The Most Dangerous Stock Market Ever? Either Way, Have A Plan

 | Mar 01, 2018 12:32AM ET

Today’s stock market may not be as dangerous as 2000’s dot-com euphoria or 2008’s asset balloon. Why not? Global central banks are likely to act quicker and with far more “shock-n-awe” to minimize bearish price depreciation than they did in the previous sell-offs.

Some argue that policy efforts would fail to reinvigorate yet another wealth effect because central banks are out of ammunition. I disagree. Indeed, I expect that monetary gamesmanship in the near future will result in an average 30-year fixed rate mortgage of 2% for the 2020s.
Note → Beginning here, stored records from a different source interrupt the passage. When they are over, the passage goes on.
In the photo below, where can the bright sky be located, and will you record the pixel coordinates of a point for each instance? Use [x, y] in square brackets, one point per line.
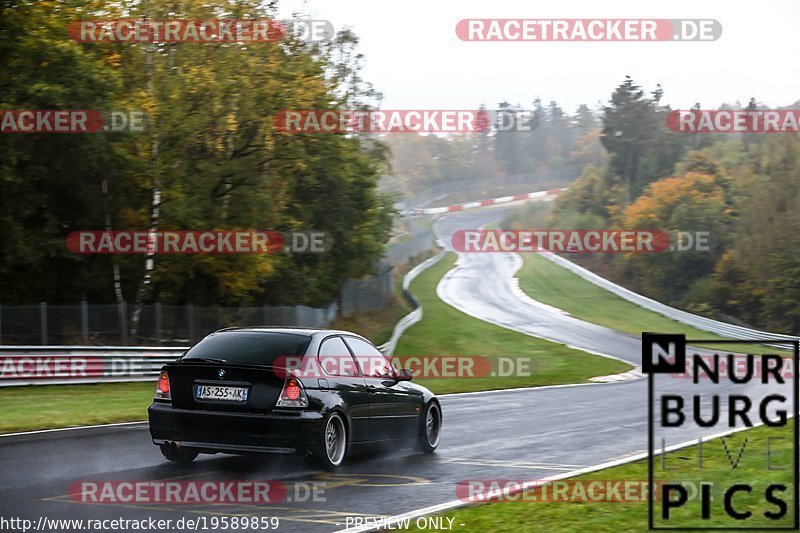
[414, 57]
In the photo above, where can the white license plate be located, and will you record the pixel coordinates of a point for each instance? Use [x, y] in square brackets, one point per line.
[215, 392]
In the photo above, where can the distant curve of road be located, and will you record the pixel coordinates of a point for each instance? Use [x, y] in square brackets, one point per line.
[524, 434]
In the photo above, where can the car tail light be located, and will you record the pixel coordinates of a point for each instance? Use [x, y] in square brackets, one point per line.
[162, 390]
[293, 394]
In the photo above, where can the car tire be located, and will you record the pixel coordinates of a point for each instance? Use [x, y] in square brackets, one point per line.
[430, 427]
[178, 455]
[333, 448]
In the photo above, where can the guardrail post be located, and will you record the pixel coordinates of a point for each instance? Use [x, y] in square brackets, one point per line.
[43, 321]
[190, 312]
[123, 321]
[85, 321]
[159, 338]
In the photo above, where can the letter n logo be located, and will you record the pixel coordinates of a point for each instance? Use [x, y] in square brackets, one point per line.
[663, 353]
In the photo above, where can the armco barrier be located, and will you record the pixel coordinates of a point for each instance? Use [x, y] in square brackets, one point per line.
[414, 316]
[62, 365]
[538, 195]
[706, 324]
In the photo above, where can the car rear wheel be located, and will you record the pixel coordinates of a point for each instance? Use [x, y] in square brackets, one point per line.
[333, 448]
[178, 455]
[431, 423]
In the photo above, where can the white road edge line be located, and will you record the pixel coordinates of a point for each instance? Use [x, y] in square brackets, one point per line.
[451, 395]
[454, 504]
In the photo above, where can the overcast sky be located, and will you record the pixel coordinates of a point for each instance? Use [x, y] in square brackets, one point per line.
[414, 57]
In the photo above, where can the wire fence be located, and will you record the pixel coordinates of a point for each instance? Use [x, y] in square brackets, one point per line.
[176, 325]
[158, 324]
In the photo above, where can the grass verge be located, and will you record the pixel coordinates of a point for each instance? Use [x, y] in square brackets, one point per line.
[445, 330]
[54, 406]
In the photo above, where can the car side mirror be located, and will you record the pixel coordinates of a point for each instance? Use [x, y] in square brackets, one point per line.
[404, 375]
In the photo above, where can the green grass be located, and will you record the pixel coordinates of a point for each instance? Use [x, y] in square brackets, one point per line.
[445, 330]
[525, 514]
[554, 285]
[54, 406]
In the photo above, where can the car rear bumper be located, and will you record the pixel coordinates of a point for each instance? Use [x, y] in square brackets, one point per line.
[278, 431]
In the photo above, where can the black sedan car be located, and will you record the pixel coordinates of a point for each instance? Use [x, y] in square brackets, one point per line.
[323, 392]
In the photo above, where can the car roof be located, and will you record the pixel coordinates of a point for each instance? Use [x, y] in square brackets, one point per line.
[310, 332]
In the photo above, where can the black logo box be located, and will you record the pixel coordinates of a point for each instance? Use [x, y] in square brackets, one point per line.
[678, 365]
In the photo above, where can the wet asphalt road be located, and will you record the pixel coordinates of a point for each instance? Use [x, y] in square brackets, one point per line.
[524, 434]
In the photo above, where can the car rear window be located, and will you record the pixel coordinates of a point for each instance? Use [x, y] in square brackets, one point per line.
[249, 347]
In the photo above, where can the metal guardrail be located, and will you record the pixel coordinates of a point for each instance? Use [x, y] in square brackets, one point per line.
[700, 322]
[414, 316]
[70, 365]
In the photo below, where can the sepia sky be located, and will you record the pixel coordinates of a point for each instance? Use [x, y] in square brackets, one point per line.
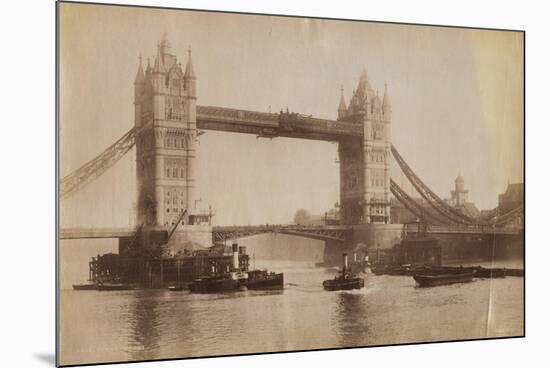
[457, 98]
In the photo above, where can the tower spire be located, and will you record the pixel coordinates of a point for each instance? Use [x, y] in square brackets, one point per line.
[189, 71]
[342, 105]
[139, 74]
[159, 65]
[386, 103]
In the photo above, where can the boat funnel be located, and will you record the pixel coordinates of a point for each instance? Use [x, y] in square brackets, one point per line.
[235, 256]
[345, 267]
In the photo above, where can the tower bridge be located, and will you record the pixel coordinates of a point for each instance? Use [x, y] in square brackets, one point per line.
[168, 122]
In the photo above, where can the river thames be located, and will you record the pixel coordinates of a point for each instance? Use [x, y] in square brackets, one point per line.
[153, 324]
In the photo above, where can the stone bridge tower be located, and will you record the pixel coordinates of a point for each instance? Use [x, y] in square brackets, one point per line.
[365, 165]
[165, 119]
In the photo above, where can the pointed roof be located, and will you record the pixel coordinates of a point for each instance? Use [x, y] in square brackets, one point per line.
[159, 65]
[140, 76]
[386, 103]
[148, 68]
[189, 71]
[342, 105]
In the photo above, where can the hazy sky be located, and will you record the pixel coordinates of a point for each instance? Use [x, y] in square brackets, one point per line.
[457, 98]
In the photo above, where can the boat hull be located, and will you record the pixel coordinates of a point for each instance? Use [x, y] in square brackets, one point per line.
[265, 282]
[115, 287]
[85, 287]
[206, 286]
[443, 279]
[347, 284]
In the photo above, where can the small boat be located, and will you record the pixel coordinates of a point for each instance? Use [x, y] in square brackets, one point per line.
[114, 287]
[175, 288]
[85, 287]
[489, 272]
[515, 272]
[345, 280]
[440, 278]
[237, 279]
[263, 280]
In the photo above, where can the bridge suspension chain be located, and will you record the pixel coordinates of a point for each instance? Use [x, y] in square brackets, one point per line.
[437, 203]
[412, 205]
[94, 168]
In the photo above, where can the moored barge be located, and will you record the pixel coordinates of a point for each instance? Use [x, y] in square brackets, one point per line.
[438, 278]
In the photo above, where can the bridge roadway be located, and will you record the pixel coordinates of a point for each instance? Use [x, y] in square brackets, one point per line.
[270, 125]
[337, 233]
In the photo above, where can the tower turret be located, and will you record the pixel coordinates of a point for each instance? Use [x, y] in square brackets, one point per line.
[140, 75]
[386, 103]
[342, 109]
[190, 80]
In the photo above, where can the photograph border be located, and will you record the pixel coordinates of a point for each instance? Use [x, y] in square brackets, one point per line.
[58, 178]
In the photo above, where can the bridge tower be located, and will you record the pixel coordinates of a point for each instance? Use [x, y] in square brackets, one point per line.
[165, 119]
[365, 165]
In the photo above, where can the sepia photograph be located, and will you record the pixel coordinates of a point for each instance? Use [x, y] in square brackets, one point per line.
[238, 183]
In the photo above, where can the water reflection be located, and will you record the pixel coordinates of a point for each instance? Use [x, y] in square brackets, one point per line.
[352, 317]
[144, 325]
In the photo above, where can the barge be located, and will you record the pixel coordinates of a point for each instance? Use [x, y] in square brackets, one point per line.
[437, 278]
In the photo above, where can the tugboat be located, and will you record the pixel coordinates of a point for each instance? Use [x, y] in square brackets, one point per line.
[345, 280]
[237, 279]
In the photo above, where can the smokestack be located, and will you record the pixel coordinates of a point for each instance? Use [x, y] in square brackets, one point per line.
[235, 256]
[345, 256]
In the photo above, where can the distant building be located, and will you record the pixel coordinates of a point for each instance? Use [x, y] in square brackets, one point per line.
[511, 199]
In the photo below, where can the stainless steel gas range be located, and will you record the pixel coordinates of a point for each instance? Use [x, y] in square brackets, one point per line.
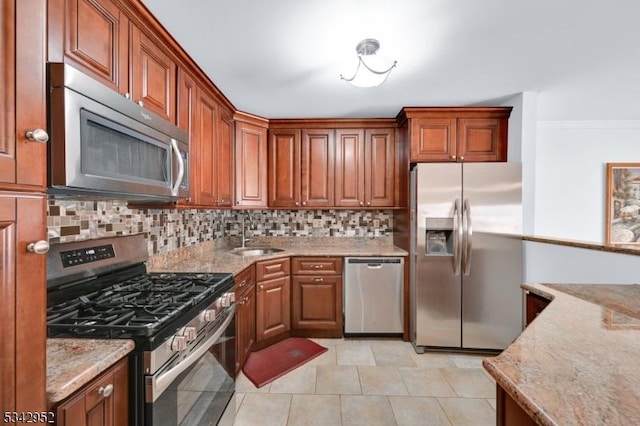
[183, 368]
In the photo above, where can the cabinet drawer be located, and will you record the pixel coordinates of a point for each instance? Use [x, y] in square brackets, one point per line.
[244, 279]
[317, 266]
[269, 269]
[95, 394]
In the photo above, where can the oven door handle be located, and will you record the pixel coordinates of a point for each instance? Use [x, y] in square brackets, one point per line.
[156, 385]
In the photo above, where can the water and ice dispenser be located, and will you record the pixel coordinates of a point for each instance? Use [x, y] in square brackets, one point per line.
[439, 236]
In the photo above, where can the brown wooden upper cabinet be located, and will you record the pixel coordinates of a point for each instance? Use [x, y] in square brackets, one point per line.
[250, 161]
[153, 75]
[301, 168]
[365, 165]
[97, 37]
[332, 163]
[211, 131]
[211, 153]
[472, 134]
[23, 113]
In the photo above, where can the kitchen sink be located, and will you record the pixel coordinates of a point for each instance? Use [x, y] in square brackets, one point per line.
[255, 251]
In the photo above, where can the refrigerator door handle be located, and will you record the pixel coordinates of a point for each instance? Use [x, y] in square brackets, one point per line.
[467, 230]
[457, 238]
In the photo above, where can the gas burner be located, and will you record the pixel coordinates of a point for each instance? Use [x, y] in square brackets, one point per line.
[137, 306]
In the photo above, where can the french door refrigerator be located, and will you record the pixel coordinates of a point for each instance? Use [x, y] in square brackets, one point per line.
[466, 263]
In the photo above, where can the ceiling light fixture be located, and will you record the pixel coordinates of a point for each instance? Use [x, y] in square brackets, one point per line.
[372, 69]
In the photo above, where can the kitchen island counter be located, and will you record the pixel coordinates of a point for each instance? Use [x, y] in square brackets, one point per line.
[72, 363]
[577, 362]
[207, 257]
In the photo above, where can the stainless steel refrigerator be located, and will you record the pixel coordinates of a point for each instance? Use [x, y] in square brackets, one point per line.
[466, 263]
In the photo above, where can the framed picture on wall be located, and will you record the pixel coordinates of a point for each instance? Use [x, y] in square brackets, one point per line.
[623, 204]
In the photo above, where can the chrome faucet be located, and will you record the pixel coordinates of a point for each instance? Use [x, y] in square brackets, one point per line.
[246, 215]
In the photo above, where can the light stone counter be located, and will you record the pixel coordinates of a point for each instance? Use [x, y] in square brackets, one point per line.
[72, 363]
[578, 362]
[209, 257]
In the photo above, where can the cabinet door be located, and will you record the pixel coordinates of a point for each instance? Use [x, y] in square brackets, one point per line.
[224, 157]
[350, 168]
[245, 324]
[433, 139]
[22, 91]
[284, 168]
[103, 402]
[381, 182]
[317, 168]
[187, 120]
[273, 316]
[317, 302]
[96, 35]
[23, 294]
[205, 190]
[482, 139]
[153, 76]
[251, 165]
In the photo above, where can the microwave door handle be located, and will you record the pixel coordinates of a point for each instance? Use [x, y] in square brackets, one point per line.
[176, 186]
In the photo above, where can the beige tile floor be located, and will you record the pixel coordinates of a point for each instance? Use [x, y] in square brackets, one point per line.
[373, 382]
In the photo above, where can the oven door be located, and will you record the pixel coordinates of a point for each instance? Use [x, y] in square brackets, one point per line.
[200, 390]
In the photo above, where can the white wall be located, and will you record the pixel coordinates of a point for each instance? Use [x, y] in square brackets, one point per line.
[563, 192]
[570, 164]
[550, 263]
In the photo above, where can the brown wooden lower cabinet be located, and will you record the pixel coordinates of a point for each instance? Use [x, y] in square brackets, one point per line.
[103, 402]
[245, 315]
[316, 300]
[23, 332]
[508, 412]
[273, 304]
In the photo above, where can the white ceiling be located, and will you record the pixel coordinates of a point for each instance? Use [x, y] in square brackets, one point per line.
[283, 58]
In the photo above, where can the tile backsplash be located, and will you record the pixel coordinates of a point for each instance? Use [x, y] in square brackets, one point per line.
[169, 229]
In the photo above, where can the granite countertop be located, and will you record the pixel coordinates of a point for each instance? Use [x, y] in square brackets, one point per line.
[72, 363]
[577, 362]
[209, 257]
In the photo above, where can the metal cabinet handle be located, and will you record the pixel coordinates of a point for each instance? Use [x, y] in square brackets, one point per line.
[37, 135]
[457, 238]
[105, 391]
[39, 247]
[468, 237]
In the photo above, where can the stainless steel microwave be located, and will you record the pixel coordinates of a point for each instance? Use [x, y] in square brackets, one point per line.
[105, 145]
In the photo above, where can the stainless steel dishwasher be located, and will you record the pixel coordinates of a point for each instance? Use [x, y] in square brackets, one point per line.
[373, 295]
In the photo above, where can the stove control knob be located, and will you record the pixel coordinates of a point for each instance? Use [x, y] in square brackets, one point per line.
[190, 333]
[209, 315]
[178, 343]
[227, 299]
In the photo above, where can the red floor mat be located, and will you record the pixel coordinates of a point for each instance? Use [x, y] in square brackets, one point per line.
[268, 364]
Similarly, stocks will benefit immensely from borrowing cost manipulation.

Of course, nobody knows how the current bull-bear cycle will play itself out. Might the next stock bear destroy more portfolio wealth than the previous two did? If so, commentators will likely point a collective finger at extreme leverage, colossal overvaluation and multilayered computerization.

Consider the excessive leverage being employed to own equities in 2018. For one thing, margin debt is greater than at any previous moment in history. More importantly, even when accounting for inflation and subsequently comparing margin debt to the economy itself, leveraged speculation has surged to never-before-seen heights.